Bro, stop hitting me up or I’m gonna block you.
The text I’d seen in his phone was from someone named Blondie. Molly was blonde. And it had come in the night she died. At what time, I’m not sure. I hadn’t thought to check the time stamp.
The “bro” part reassures me a little. Don’t guys call each other bro? And if it is from a girl, doesn’t the bro greeting mean they were friendly?
I feel like maybe I’m reading too much into the text. It could have been playful or teasing, not necessarily ominous.
I think about Hudson’s infectious laugh and charming smile, and how much he puts me at ease. And not just me but everyone around him. When he was younger, his teachers always told me he was a joy to have in class. His baseball coach said he was a natural-born leader.
I know people are different at school and on a baseball field than they are in romantic relationships. But for years, I saw the way he was with Heather—back when they were friends and then when they started dating.

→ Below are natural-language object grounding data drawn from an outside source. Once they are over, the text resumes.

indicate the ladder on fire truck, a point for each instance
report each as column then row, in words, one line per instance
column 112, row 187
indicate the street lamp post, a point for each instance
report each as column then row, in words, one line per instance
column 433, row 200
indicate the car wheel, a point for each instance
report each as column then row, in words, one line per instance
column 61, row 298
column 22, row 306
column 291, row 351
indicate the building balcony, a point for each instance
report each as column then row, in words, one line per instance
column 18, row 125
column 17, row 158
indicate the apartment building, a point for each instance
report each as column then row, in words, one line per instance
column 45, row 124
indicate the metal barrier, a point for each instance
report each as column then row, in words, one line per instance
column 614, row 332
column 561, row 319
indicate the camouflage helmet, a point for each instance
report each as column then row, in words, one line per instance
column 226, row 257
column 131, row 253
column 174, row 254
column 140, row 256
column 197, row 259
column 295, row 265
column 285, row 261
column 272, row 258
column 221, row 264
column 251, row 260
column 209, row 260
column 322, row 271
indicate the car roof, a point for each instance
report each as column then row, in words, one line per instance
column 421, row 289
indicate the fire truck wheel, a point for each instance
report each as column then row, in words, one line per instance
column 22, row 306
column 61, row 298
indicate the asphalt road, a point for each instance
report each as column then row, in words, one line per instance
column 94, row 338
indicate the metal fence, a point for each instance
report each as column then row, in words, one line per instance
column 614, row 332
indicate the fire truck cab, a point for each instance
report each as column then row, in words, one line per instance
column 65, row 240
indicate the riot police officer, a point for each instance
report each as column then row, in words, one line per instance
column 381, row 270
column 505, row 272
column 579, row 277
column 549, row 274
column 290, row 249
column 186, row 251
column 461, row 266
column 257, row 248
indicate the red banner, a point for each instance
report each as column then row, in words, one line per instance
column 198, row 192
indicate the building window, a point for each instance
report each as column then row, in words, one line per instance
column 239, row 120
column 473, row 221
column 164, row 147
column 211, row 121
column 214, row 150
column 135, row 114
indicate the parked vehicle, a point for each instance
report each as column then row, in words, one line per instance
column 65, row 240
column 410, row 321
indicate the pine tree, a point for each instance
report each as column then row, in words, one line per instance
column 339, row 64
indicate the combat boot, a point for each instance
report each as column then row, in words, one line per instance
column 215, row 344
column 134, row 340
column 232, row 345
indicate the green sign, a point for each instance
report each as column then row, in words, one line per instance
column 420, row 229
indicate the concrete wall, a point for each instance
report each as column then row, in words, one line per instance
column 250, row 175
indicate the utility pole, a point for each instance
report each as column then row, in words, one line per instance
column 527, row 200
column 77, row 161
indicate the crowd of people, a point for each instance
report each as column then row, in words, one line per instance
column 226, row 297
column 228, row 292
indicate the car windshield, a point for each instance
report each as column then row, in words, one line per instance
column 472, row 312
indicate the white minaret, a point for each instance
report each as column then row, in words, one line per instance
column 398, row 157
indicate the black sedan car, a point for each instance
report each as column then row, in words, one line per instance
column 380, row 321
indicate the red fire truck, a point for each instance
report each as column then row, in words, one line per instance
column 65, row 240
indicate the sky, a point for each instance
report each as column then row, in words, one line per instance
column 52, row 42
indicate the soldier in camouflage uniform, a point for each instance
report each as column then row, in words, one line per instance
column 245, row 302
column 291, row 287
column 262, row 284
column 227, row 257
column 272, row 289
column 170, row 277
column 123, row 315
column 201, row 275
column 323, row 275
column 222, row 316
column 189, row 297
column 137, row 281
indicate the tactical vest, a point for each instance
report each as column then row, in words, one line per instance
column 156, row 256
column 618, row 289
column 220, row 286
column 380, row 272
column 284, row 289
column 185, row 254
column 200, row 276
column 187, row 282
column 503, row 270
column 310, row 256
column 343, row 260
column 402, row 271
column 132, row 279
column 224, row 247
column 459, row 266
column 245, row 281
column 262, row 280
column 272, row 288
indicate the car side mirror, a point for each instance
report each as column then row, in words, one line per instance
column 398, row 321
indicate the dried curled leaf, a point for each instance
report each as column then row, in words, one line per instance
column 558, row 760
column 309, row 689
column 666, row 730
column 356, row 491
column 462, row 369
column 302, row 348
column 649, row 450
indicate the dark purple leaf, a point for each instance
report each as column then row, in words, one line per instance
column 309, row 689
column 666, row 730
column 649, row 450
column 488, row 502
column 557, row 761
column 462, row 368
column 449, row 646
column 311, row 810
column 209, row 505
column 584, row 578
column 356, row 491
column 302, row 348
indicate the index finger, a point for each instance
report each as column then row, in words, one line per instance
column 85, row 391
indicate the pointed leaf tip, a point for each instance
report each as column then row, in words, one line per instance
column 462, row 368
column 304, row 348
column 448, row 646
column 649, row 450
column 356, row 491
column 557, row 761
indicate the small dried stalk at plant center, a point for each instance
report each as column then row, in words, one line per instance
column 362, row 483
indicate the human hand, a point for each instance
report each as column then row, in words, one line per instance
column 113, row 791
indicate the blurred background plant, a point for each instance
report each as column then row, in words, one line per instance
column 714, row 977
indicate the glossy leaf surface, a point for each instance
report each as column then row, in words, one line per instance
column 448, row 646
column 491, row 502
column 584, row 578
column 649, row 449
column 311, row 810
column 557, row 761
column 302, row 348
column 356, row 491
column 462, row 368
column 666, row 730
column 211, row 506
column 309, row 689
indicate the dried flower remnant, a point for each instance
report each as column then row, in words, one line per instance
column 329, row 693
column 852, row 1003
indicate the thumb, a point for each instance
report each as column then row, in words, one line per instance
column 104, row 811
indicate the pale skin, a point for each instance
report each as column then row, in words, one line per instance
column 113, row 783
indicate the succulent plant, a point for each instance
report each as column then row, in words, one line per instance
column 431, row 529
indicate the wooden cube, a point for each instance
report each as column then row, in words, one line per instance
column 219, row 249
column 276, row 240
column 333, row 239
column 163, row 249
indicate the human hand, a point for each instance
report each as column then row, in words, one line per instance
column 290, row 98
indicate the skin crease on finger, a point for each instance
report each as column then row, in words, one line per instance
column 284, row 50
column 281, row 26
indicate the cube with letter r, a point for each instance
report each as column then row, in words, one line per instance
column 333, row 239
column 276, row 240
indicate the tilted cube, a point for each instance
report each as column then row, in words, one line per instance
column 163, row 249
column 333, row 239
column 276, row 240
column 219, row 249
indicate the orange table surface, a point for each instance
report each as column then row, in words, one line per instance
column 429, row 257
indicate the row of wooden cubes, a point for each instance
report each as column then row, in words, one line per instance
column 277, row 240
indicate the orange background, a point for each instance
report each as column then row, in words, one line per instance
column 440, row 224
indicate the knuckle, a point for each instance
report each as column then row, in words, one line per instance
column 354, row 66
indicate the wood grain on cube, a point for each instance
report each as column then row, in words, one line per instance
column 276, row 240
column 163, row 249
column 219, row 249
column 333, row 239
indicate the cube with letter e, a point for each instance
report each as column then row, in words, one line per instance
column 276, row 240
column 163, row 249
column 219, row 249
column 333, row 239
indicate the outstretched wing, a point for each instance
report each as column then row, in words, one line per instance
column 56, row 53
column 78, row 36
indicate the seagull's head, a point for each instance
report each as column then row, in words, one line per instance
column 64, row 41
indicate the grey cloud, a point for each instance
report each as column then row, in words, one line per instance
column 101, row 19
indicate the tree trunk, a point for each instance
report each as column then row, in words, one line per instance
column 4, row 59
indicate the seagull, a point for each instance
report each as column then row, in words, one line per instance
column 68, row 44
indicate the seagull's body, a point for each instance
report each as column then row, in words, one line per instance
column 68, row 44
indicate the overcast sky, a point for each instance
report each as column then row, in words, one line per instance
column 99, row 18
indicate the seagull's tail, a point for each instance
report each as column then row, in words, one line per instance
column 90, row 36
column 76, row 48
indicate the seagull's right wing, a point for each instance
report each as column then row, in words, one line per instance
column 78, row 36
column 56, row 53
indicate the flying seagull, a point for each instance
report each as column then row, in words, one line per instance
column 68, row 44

He was nothing but sweet and gentle with her.
It’s actually how they became such good friends.
“Hey, Mom, can Heather ride to school with us tomorrow morning?” Hudson asked the Tuesday night of Heather’s first week at his school.
I knew Leslie didn’t work, so I wondered why she couldn’t take her. She hadn’t mentioned anything to me, and we’d just spoken that morning.
“Sure,” I said. “Is everything okay with her parents?”
“Yeah.” He frowned, running a hand through his unruly hair. “It’s not because of her parents. It’s because of the kids at school.”
“What about them?”
“Some of the kids are really mean to her.”
“Why?”
“I don’t know, ’cause they’re stupid.” He shrugged. “But I just thought if she rode to school with me, I could protect her.”
I smiled. “That’s really nice of you, Hudson.”
He’d spent the next seven years being Heather’s protector and friend. That’s one of the many reasons it was so hard to reconcile the way Leslie turned on him after that fateful night in October.